PATRIOT Act takes US to McCarthyism, and beyondSince the September 11 attacks, the Bush Administration and Congress have enacted a series of Executive Orders, regulations, and laws that have already seriously undermined civil liberties.
By Anne Weills
Since the September 11 attacks at the Pentagon and World Trade Center, the Bush Administration, along with its Justice Department and Congress, have enacted a series of Executive Orders, regulations, and laws that have already seriously undermined civil liberties. United States Attorney General, John Ashcroft, hand picked by right-wing conservatives and confirmed by the Senate without much fight by Democrats, has made it clear he has no compunction about deeply limiting our constitutional rights. Within weeks of September 11th, Congress passed the USA PATRIOT Act on October 24, 2001 with virtually no public hearing or debate.
Under the guise of national security, Americans lost the checks and balances intended by our Constitution separating our government into three distinct branches. By conferring vast and unchecked powers to the executive branch, the balance of power has shifted wildly in the direction of a right-wing government, catered to by a conservative Congress and a conservative, if not a reactionary Supreme Court. Bushs imperial executive branch, by using Executive Orders and emergency interim agency regulations as its tools of choice for combating terrorism, has deliberately chosen methodologies that are largely outside the purview of both the legislature and the judiciary.
Perhaps the most disturbing aspect of the governments actions has been its attack on the Bill of Rights, the very cornerstone of our American democracy. The War on Terror has seriously compromised the First, Fourth, Fifth and Sixth Amendment rights of citizens and non-citizens alike. The following examples describe a number of ways in which the provisions of the USA PATRIOT Act have been implemented in the pursuit of domestic order and minimal political dissent.
In conjunction with the terrorism investigation, as many as 1,200 individuals were detained for an extended period without any criminal charge lodged against them, violating the 6th Amendment right to a speedy and public trial.
The government has denied detainees access to legal representation; and has conducted its hearings in secret, in some cases denying the very existence of such hearings. Despite repeated legal requests and litigation, the Bush Administration has resisted requests for information regarding the detainees by loved ones, lawyers and the press.
The United States actions with regard to prisoners held at the Guantanamo Bay naval station have been in direct violation of the Geneva Convention. These prisoners are being held as unlawful combatants, a term that has no meaning in international law. The U.S. Governments disregard for international law can only serve to encourage other nations to act likewise and undermine the very War on Terrorism it seeks to fight.
An order allowing law enforcement agents to monitor attorney-client conversations undermines the principle that all criminal defendants are entitled to a fair and competent defense.

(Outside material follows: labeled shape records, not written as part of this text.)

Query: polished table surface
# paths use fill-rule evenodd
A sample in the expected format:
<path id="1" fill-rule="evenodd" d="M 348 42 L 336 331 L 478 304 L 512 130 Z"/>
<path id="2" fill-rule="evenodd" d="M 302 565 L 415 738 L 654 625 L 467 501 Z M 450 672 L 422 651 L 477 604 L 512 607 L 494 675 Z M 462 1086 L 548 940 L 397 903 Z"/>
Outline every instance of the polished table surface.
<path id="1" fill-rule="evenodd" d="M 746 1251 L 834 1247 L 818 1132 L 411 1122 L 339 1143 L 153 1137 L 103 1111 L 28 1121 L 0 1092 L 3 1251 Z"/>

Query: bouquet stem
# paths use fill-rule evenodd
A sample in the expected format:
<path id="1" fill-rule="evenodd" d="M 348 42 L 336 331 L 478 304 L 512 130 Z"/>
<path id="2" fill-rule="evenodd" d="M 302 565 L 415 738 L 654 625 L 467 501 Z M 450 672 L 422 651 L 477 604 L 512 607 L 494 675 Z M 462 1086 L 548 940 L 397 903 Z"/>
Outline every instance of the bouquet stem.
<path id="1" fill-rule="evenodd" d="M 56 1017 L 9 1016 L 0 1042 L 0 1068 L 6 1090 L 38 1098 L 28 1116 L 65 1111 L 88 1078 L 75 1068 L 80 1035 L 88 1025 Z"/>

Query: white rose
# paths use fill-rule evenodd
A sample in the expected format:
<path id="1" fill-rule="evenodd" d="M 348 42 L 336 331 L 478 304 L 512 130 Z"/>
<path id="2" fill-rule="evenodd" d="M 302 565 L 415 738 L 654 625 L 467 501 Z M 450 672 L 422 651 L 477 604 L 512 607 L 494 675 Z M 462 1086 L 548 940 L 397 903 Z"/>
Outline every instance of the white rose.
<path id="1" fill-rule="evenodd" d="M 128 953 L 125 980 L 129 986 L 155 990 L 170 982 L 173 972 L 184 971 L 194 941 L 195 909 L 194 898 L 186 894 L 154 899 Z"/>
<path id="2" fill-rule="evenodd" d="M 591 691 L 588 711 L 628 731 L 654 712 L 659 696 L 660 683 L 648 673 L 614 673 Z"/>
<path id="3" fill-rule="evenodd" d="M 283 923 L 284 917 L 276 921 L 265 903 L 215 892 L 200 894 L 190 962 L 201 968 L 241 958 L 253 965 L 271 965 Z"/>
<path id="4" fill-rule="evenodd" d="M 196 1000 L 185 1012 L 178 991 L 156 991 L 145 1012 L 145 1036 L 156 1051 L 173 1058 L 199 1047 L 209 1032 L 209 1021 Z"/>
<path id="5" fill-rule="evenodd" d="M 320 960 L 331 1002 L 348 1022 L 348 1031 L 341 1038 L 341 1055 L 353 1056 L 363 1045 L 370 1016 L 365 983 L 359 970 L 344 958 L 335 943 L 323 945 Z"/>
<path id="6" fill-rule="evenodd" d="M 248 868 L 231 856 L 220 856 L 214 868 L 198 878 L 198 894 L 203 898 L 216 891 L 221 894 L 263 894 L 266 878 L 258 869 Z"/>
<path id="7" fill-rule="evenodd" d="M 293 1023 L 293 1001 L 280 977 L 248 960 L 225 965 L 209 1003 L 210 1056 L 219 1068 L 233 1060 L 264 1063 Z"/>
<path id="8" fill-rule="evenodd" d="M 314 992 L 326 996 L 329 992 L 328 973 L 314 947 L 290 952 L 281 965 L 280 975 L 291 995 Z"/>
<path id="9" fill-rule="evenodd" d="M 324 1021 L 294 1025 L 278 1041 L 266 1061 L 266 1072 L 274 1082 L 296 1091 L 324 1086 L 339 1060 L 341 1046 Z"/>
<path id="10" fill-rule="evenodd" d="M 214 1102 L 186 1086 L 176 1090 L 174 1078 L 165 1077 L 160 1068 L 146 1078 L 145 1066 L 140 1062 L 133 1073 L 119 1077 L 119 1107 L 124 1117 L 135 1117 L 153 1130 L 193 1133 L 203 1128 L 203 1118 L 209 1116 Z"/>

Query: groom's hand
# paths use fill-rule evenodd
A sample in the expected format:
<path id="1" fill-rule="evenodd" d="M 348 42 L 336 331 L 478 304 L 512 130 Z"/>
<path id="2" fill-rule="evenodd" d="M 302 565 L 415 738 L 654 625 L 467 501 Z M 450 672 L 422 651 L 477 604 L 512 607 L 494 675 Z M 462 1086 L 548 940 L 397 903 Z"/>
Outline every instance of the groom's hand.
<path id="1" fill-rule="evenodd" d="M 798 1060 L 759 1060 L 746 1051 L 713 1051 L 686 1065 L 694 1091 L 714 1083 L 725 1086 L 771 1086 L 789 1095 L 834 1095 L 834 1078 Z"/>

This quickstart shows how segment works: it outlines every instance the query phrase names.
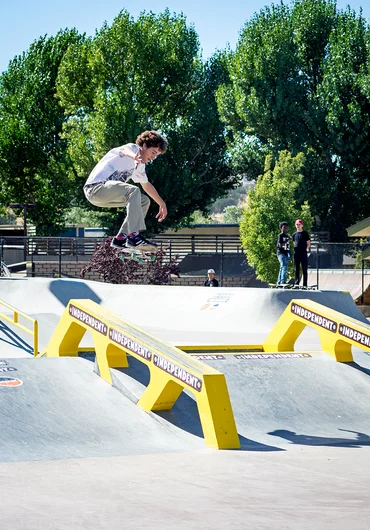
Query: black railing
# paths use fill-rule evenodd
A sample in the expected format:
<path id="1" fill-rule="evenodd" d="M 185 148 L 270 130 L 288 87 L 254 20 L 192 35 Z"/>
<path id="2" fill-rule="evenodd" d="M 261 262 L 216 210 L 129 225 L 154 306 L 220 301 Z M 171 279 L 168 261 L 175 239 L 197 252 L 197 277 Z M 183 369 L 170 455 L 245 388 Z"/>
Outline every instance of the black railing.
<path id="1" fill-rule="evenodd" d="M 66 264 L 74 262 L 81 263 L 82 266 L 90 260 L 104 239 L 3 236 L 0 237 L 0 261 L 3 261 L 11 272 L 26 270 L 28 267 L 27 274 L 31 276 L 45 275 L 37 272 L 37 262 L 52 262 L 53 274 L 69 276 Z M 171 238 L 155 236 L 155 241 L 159 248 L 166 250 L 168 260 L 175 256 L 179 257 L 179 261 L 186 256 L 217 256 L 221 285 L 225 275 L 225 256 L 239 256 L 241 260 L 244 257 L 240 239 L 236 235 L 171 234 Z M 352 280 L 358 285 L 363 301 L 363 293 L 370 285 L 369 258 L 370 243 L 319 242 L 313 237 L 309 253 L 309 281 L 317 285 L 317 288 L 320 288 L 320 284 L 325 288 L 324 284 L 329 285 L 329 280 L 335 280 L 334 276 L 341 274 L 344 286 L 351 283 L 348 279 L 349 275 L 353 275 Z M 340 285 L 338 281 L 331 283 Z M 341 289 L 340 286 L 337 288 Z"/>

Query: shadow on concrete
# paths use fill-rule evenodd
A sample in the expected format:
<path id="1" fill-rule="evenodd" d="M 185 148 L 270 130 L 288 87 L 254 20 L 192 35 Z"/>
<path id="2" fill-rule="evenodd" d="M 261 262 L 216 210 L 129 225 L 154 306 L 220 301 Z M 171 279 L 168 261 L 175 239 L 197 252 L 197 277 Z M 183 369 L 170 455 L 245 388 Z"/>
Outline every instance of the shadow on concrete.
<path id="1" fill-rule="evenodd" d="M 114 372 L 117 374 L 113 377 L 114 386 L 131 401 L 137 403 L 149 384 L 149 368 L 134 357 L 129 357 L 129 367 L 120 368 Z M 171 410 L 156 411 L 152 414 L 193 436 L 204 438 L 198 406 L 191 392 L 182 392 Z M 239 440 L 242 451 L 284 451 L 278 447 L 250 440 L 241 434 L 239 434 Z"/>
<path id="2" fill-rule="evenodd" d="M 67 307 L 68 302 L 73 298 L 101 303 L 101 298 L 83 281 L 54 280 L 50 283 L 49 290 L 64 307 Z"/>
<path id="3" fill-rule="evenodd" d="M 362 373 L 364 373 L 366 375 L 370 375 L 369 368 L 364 368 L 363 366 L 357 364 L 355 361 L 353 361 L 351 363 L 346 363 L 346 366 L 350 366 L 351 368 L 355 368 L 359 372 L 362 372 Z"/>
<path id="4" fill-rule="evenodd" d="M 5 344 L 9 344 L 12 348 L 19 348 L 23 352 L 33 355 L 33 347 L 25 340 L 21 339 L 16 331 L 13 331 L 9 326 L 0 321 L 0 343 L 2 348 Z"/>
<path id="5" fill-rule="evenodd" d="M 332 447 L 352 447 L 359 448 L 361 446 L 370 445 L 370 436 L 357 431 L 350 431 L 346 429 L 338 429 L 342 432 L 349 432 L 356 434 L 356 438 L 329 438 L 325 436 L 310 436 L 306 434 L 297 434 L 294 431 L 287 431 L 278 429 L 269 432 L 271 436 L 278 436 L 284 440 L 288 440 L 296 445 L 312 445 L 312 446 L 332 446 Z"/>

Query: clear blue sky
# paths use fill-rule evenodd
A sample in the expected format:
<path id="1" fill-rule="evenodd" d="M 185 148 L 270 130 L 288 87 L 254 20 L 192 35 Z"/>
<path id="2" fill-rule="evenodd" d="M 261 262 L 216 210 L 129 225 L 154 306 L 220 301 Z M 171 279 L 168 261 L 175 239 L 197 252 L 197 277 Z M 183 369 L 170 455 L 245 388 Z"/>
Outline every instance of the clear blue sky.
<path id="1" fill-rule="evenodd" d="M 234 48 L 244 23 L 265 5 L 266 0 L 156 0 L 122 2 L 119 0 L 0 0 L 0 72 L 9 61 L 26 51 L 42 35 L 55 35 L 59 29 L 75 27 L 80 33 L 94 35 L 104 21 L 109 24 L 121 9 L 136 17 L 141 11 L 183 12 L 199 35 L 203 57 L 222 49 Z M 279 3 L 275 0 L 274 3 Z M 289 2 L 285 2 L 289 3 Z M 370 19 L 370 0 L 337 0 L 339 8 L 347 4 L 355 11 L 363 8 Z"/>

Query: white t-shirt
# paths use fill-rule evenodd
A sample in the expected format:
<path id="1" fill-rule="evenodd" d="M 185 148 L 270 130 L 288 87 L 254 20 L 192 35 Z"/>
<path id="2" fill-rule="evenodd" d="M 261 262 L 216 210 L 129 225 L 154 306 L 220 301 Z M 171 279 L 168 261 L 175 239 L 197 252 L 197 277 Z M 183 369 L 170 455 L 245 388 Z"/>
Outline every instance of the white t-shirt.
<path id="1" fill-rule="evenodd" d="M 134 153 L 139 151 L 139 146 L 136 144 L 126 144 L 111 149 L 96 164 L 85 182 L 85 186 L 87 184 L 96 184 L 97 182 L 106 182 L 107 180 L 119 180 L 121 182 L 132 180 L 133 182 L 144 184 L 148 182 L 145 164 L 137 164 L 136 160 L 125 155 L 123 153 L 125 147 L 129 147 Z"/>

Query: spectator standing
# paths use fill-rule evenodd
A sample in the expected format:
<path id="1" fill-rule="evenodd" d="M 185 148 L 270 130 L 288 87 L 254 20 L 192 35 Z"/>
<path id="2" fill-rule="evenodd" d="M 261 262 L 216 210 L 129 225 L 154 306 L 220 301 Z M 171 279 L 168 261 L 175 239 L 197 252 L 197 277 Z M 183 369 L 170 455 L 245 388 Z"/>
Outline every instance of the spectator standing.
<path id="1" fill-rule="evenodd" d="M 281 285 L 286 283 L 286 275 L 288 272 L 288 262 L 290 259 L 290 241 L 291 237 L 288 235 L 288 223 L 282 221 L 279 224 L 281 230 L 278 235 L 276 254 L 280 263 L 279 276 L 277 279 L 277 284 Z"/>
<path id="2" fill-rule="evenodd" d="M 297 219 L 295 222 L 295 226 L 297 231 L 294 232 L 294 234 L 292 235 L 294 243 L 295 285 L 299 285 L 300 267 L 302 265 L 303 287 L 307 287 L 307 251 L 310 249 L 311 246 L 310 235 L 308 232 L 306 232 L 306 230 L 303 230 L 302 219 Z"/>
<path id="3" fill-rule="evenodd" d="M 204 282 L 204 287 L 218 287 L 214 269 L 208 269 L 208 279 Z"/>

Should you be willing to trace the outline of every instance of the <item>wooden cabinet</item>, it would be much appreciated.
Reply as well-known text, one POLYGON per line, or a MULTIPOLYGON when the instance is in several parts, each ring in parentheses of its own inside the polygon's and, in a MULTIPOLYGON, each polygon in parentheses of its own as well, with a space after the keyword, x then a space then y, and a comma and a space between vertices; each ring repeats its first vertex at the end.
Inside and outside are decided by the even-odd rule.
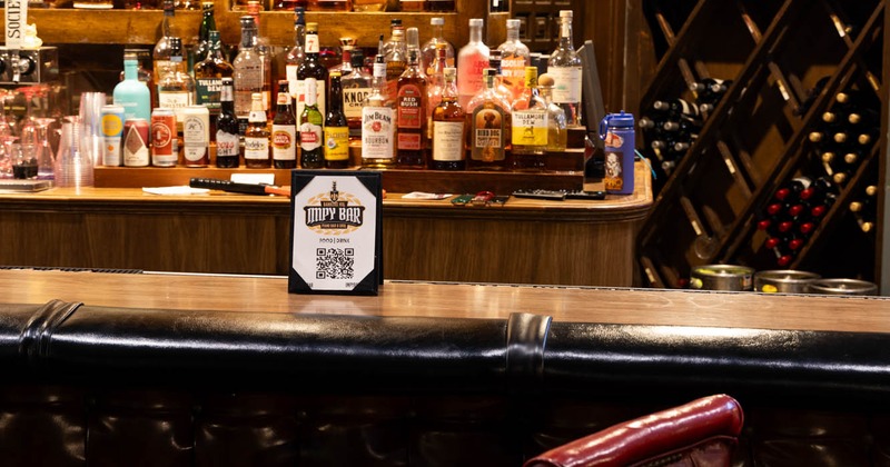
MULTIPOLYGON (((850 205, 867 187, 878 187, 873 199, 877 212, 883 210, 886 2, 634 3, 641 8, 629 22, 634 36, 629 50, 639 53, 629 57, 636 58, 631 68, 640 82, 639 116, 653 117, 656 100, 695 101, 690 85, 705 78, 730 80, 673 171, 659 173, 655 205, 639 237, 645 281, 682 287, 692 267, 706 264, 878 281, 883 228, 879 220, 876 229, 863 231, 850 205), (842 92, 859 96, 876 120, 867 128, 828 125, 823 115, 842 107, 842 92), (813 132, 827 137, 815 142, 813 132), (849 132, 848 142, 863 132, 872 139, 825 147, 837 132, 849 132), (823 162, 828 151, 859 157, 838 169, 823 162), (801 241, 791 260, 778 261, 783 251, 771 247, 774 234, 762 223, 778 191, 794 178, 831 180, 839 170, 849 173, 834 180, 833 203, 814 229, 794 232, 801 241)), ((647 133, 640 136, 639 146, 657 169, 664 155, 647 146, 647 133)))

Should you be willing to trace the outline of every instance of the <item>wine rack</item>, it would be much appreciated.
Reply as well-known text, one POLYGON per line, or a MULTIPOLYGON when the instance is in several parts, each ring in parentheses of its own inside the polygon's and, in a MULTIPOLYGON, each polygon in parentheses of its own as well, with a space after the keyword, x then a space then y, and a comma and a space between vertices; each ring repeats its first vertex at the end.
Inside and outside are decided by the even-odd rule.
POLYGON ((702 82, 726 83, 672 159, 641 128, 653 167, 670 167, 637 237, 644 284, 684 287, 708 264, 878 279, 884 9, 882 0, 643 0, 657 68, 640 113, 701 100, 702 82), (782 205, 783 190, 815 180, 818 216, 815 199, 782 205), (792 234, 764 227, 777 212, 792 234))

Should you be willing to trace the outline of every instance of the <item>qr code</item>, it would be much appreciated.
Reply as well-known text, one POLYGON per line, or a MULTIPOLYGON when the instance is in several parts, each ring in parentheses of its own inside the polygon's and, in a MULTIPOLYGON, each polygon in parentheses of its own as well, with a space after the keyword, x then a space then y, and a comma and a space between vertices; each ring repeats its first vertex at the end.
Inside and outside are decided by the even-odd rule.
POLYGON ((316 279, 352 279, 355 275, 355 251, 352 248, 316 248, 316 279))

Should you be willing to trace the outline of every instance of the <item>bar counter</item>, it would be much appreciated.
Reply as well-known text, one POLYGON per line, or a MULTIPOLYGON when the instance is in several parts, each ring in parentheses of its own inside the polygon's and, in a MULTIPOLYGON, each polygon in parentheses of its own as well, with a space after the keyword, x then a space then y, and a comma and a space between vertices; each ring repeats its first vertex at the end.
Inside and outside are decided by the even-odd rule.
MULTIPOLYGON (((511 198, 503 207, 486 208, 388 193, 385 278, 639 284, 634 239, 652 205, 650 180, 639 166, 637 192, 631 196, 555 202, 511 198)), ((52 188, 0 193, 6 244, 0 265, 287 275, 289 207, 284 197, 219 191, 158 196, 138 188, 52 188)))

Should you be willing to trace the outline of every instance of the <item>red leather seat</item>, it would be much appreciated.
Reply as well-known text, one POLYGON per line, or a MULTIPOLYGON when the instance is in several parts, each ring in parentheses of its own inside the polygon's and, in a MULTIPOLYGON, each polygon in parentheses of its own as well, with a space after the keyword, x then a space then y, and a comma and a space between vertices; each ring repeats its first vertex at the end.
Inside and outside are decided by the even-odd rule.
POLYGON ((735 399, 709 396, 576 439, 524 467, 729 466, 743 421, 735 399))

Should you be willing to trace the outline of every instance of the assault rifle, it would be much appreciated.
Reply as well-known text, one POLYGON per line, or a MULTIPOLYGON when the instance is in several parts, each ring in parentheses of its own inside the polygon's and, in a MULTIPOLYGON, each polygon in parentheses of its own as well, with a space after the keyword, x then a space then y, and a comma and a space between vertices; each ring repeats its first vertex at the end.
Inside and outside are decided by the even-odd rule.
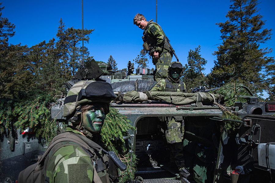
POLYGON ((167 37, 166 37, 166 40, 167 41, 167 42, 168 43, 168 45, 169 45, 169 47, 170 47, 170 51, 172 52, 172 53, 173 53, 173 54, 174 54, 174 55, 175 56, 175 57, 177 59, 177 61, 179 62, 179 61, 178 61, 178 57, 176 55, 176 53, 175 53, 175 50, 173 49, 173 48, 172 48, 172 46, 171 45, 171 44, 170 44, 170 41, 169 41, 169 39, 167 37))

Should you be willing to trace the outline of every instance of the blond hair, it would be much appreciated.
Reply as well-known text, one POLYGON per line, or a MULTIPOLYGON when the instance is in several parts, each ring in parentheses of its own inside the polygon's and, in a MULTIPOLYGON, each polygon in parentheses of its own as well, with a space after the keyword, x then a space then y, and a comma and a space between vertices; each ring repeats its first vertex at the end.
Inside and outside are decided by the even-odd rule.
POLYGON ((146 21, 146 19, 145 18, 145 17, 144 17, 144 16, 143 15, 139 13, 137 13, 134 18, 134 24, 136 24, 138 21, 141 21, 142 20, 142 18, 144 19, 145 21, 146 21))

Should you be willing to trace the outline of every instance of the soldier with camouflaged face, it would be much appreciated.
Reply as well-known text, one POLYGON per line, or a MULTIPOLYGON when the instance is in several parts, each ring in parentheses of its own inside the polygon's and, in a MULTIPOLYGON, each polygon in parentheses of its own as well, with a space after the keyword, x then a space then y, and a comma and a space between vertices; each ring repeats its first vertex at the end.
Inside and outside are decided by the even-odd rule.
POLYGON ((46 182, 111 182, 109 158, 93 142, 100 139, 99 133, 110 103, 115 97, 111 85, 103 81, 82 81, 70 89, 64 102, 64 116, 72 126, 68 126, 64 133, 84 138, 89 146, 94 143, 90 147, 96 155, 89 154, 81 144, 69 141, 57 144, 46 159, 46 182))
POLYGON ((147 22, 144 16, 138 13, 134 19, 134 24, 144 30, 142 37, 144 43, 142 46, 152 57, 153 63, 156 65, 155 78, 158 82, 167 77, 173 54, 163 30, 152 20, 147 22))
MULTIPOLYGON (((180 78, 183 72, 182 65, 178 62, 172 63, 168 70, 168 77, 159 81, 151 91, 186 92, 185 84, 180 78)), ((175 162, 182 177, 189 179, 190 174, 185 168, 183 154, 182 139, 184 133, 184 124, 182 117, 170 117, 160 118, 166 123, 165 137, 171 147, 170 159, 175 162)))

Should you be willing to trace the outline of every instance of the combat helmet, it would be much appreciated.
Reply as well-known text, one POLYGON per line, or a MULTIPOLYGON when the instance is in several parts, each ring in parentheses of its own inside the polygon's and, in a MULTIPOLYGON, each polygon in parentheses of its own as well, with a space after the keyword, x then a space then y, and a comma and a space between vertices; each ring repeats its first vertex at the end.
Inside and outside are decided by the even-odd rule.
MULTIPOLYGON (((63 116, 73 124, 80 124, 76 128, 80 131, 83 122, 81 106, 90 102, 99 102, 109 104, 116 98, 111 84, 106 82, 94 81, 83 81, 76 83, 69 90, 64 101, 63 116), (81 120, 79 119, 81 117, 81 120)), ((107 114, 108 110, 105 112, 107 114)), ((87 131, 82 132, 90 136, 87 131)))
POLYGON ((183 68, 182 67, 182 65, 179 62, 173 62, 171 63, 170 66, 168 69, 168 73, 170 73, 170 71, 172 69, 176 69, 177 70, 180 70, 181 71, 181 74, 179 76, 179 77, 180 77, 182 73, 183 72, 183 68))

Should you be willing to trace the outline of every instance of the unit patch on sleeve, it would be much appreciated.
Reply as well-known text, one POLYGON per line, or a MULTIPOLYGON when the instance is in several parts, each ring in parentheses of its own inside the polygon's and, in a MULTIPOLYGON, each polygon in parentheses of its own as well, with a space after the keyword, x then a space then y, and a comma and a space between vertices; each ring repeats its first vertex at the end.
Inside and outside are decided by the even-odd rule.
POLYGON ((151 32, 152 33, 154 33, 155 32, 156 32, 156 28, 155 26, 155 25, 151 25, 150 26, 150 30, 151 31, 151 32))

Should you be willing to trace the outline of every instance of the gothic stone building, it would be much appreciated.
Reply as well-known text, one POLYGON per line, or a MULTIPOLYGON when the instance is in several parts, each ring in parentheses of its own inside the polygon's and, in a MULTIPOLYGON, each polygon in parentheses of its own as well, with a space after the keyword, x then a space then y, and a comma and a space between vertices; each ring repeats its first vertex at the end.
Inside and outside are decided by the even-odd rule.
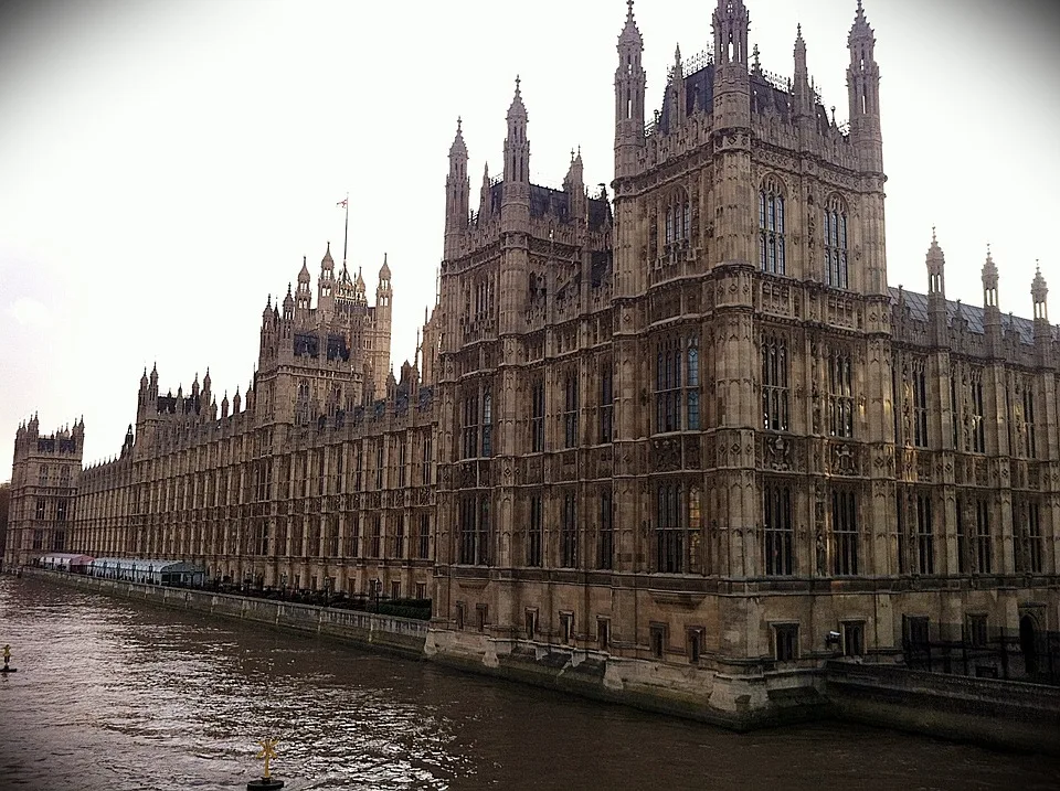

The Justice Department has limited the discretion of immigration judges in ways that threaten the objectivity and independence of the immigration court system. Furthermore, by mandating the use of military tribunals for those accused of terrorism, the Executive Branch has deprived the judiciary of its role in deciding criminal cases, and has made the same branch of Government both the prosecutor and the judge.
The Bush Administrations actions have targeted individuals of Middle Eastern and South Asian descent and those of the Muslim faith in violation of U.S. laws prohibiting governmental discrimination against ethnic and religious minorities.
Key provisions of the USA PATRIOT Act and relaxed guidelines for FBI investigations threaten the right to dissent by raising the possibility of harassment by investigators, by permitting searches on little or no evidence, and by creating the risk of felony prosecution for minor criminal violations. The Act minimizes the role of a judge in allowing wiretapping, Internet surveillance, and access to personal financial and student records of citizens and non-citizens.
Greater extralegal powers have been provided to these agencies by the implementation of 11 Executive Orders, 10 new agency interim regulations, and 2 final regulations implemented by the Justice Department, which go into effect without any Congressional input. For instance, an interim regulation issued on September 20th expanded the power of the Immigration and Naturalization Service (INS) to detain immigrants without charge.
We must resist the White Houses implementation of the USA PATRIOT Act. On December 15, 2002, the Bill of Rights was 211 years old. As a document, it has weathered many storms but this is the fiercest one ever. It is a particularly challenging time because of the unfortunate combination of an ideologically right-wing U.S. Government and the sophisticated technologies available to them to implement the USA PATRIOT Act and other repressive legislation. This all seems pretty scary, and it is. We all have to play whatever role we can carve out for ourselves to fight for our rights and for more transparency in government. Secrecy is their power and they know it. The fight for real security at home is for all of us to transform our present government so that it uses our nations resources for the benefit of the people and environment of the entire world. This is the only way to real peace and international security.
Anne Weills is a Civil Rights Lawyer. She is Secretary of the Bay Area National Lawyers Guild and member of NLG since 1985.